5 years ago

Macromolecular refinement by model morphing using non-atomic parameterizations

Macromolecular refinement by model morphing using non-atomic parameterizations
Kevin Cowtan, Jon Agirre
Refinement is a critical step in the determination of a model which explains the crystallographic observations and thus best accounts for the missing phase components. The scattering density is usually described in terms of atomic parameters; however, in macromolecular crystallography the resolution of the data is generally insufficient to determine the values of these parameters for individual atoms. Stereochemical and geometric restraints are used to provide additional information, but produce interrelationships between parameters which slow convergence, resulting in longer refinement times.
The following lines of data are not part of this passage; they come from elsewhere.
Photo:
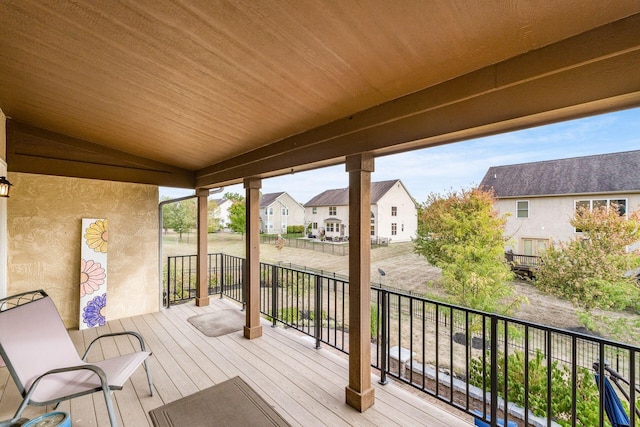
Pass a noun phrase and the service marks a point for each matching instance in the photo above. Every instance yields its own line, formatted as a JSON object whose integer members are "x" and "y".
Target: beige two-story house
{"x": 278, "y": 211}
{"x": 394, "y": 214}
{"x": 541, "y": 197}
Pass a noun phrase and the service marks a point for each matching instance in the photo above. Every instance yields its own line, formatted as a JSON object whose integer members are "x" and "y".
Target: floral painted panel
{"x": 93, "y": 272}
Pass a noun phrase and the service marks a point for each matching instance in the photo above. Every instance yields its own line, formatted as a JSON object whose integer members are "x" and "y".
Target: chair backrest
{"x": 33, "y": 340}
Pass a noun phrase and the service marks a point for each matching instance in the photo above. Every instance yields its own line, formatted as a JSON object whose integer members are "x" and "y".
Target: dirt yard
{"x": 403, "y": 270}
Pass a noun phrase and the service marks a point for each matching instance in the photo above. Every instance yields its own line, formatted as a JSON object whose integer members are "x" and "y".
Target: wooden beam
{"x": 252, "y": 328}
{"x": 39, "y": 151}
{"x": 359, "y": 393}
{"x": 594, "y": 72}
{"x": 202, "y": 278}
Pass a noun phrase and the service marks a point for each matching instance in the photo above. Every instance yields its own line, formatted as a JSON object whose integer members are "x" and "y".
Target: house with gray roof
{"x": 220, "y": 211}
{"x": 394, "y": 214}
{"x": 278, "y": 211}
{"x": 541, "y": 197}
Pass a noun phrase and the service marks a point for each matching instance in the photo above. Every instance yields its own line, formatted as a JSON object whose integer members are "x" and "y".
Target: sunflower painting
{"x": 93, "y": 272}
{"x": 97, "y": 235}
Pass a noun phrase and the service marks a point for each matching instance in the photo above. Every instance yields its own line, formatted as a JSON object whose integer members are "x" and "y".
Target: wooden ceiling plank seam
{"x": 233, "y": 73}
{"x": 468, "y": 86}
{"x": 295, "y": 145}
{"x": 86, "y": 92}
{"x": 229, "y": 100}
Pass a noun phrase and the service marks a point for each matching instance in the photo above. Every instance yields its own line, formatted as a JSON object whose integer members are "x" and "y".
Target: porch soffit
{"x": 221, "y": 91}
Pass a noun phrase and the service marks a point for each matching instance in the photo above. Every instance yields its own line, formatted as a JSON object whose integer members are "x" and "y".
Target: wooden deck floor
{"x": 305, "y": 385}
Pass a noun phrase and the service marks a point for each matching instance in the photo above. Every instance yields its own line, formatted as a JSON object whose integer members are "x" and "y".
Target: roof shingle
{"x": 603, "y": 173}
{"x": 340, "y": 196}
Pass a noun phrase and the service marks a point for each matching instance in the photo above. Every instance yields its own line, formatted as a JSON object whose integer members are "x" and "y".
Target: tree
{"x": 590, "y": 268}
{"x": 179, "y": 216}
{"x": 213, "y": 220}
{"x": 237, "y": 212}
{"x": 463, "y": 235}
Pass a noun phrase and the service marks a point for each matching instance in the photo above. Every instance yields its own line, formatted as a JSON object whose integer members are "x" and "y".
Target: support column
{"x": 252, "y": 329}
{"x": 202, "y": 284}
{"x": 359, "y": 393}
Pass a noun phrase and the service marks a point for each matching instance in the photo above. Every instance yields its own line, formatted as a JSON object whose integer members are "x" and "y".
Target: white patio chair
{"x": 43, "y": 360}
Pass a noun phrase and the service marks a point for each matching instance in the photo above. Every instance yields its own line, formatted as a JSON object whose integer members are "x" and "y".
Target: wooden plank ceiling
{"x": 201, "y": 93}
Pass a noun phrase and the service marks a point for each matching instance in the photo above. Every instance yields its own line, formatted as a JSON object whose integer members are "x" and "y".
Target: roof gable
{"x": 604, "y": 173}
{"x": 340, "y": 196}
{"x": 268, "y": 199}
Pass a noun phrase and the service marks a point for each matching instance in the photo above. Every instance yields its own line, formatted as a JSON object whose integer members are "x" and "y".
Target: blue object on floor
{"x": 481, "y": 423}
{"x": 612, "y": 405}
{"x": 51, "y": 419}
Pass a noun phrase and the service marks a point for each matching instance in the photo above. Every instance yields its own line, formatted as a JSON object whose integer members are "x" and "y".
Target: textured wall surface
{"x": 44, "y": 227}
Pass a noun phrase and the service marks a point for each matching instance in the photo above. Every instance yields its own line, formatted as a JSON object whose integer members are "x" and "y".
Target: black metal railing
{"x": 542, "y": 376}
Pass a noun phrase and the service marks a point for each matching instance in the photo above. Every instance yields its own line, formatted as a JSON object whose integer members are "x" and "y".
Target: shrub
{"x": 462, "y": 234}
{"x": 587, "y": 395}
{"x": 589, "y": 269}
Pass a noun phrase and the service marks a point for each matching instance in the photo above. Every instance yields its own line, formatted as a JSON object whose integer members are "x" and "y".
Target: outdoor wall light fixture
{"x": 5, "y": 185}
An alternative approach is proposed in which parameters are not attached to atoms, but to regions of the electron-density map. These parameters can move the density or change the local temperature factor to better explain the structure factors. Varying the size of the region which determines the parameters at a particular position in the map allows the method to be applied at different resolutions without the use of restraints. Potential applications include initial refinement of molecular-replacement models with domain motions, and potentially the use of electron density from other sources such as electron cryo-microscopy (cryo-EM) as the refinement model.A method is described for the refinement of an electron-density model against a set of structure-factor observations which does not rely on atomic parameters. The effective level of detail in the parameterization can be varied to ensure that the refinement is well determined at any resolution supported by the data.